Perayaan Waisak sebagai Simbol Persatuan
Menurut Wapres Gibran, perayaan Waisak di Candi Borobudur bukan sekadar ritual keagamaan, melainkan juga simbol kuat bahwa Indonesia adalah rumah bersama yang menjunjung tinggi perdamaian, menghargai keberagaman, dan menjadikan perbedaan sebagai kekuatan. "Indonesia sebagai bangsa yang besar membutuhkan persatuan dan perdamaian sebagai modal utama pembangunan," ujar Gibran dalam sambutannya, dikutip dari laman resmi Kementerian Agama.
Gibran menegaskan, "Saya mengajak seluruh umat Buddha di Indonesia untuk terus menjadi pelopor perdamaian, memperkuat semangat toleransi, serta berkontribusi aktif dalam persaudaraan lintas agama."

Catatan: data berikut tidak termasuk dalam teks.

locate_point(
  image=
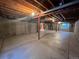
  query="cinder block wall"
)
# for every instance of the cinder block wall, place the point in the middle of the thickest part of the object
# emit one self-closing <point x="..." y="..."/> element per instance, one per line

Nilai Luhur Buddha Relevan untuk Tantangan Zaman
Wapres juga menyoroti nilai-nilai luhur Buddha seperti cinta kasih (metta), kasih sayang (karuna), dan kebijaksanaan (panna) yang sangat relevan dalam menjawab tantangan kehidupan yang semakin kompleks. "Mari kita wariskan kepada anak dan cucu kita Indonesia yang rukun, adil, dan bermartabat," imbuhnya.
Gibran menyampaikan apresiasi setinggi-tingginya kepada umat Buddha atas kontribusi dalam menjaga harmoni sosial, mengembangkan kegiatan kemanusiaan, pendidikan, kesehatan, serta pemberdayaan masyarakat.
Rangkaian Perayaan Waisak 2026
Peringatan Puncak Hari Raya Tri Suci Waisak 2026 telah berlangsung sejak Jumat, diawali dengan pengambilan Api Abadi Mrapen di Grobogan dan Air Berkah di Umbul Jumprit, Temanggung. Api dan air suci tersebut dibawa rombongan umat Buddha ke Candi Mendut untuk disakralkan dengan pembacaan paritta suci oleh bhikku sangha. Puncak acara pada Minggu, 31 Mei 2026, diwarnai kirab ribuan umat Buddha dari Candi Mendut ke Candi Borobudur. Ribuan umat dari seluruh Indonesia dan beberapa negara lain turut menggaungkan cinta sebagai sumber perdamaian dunia.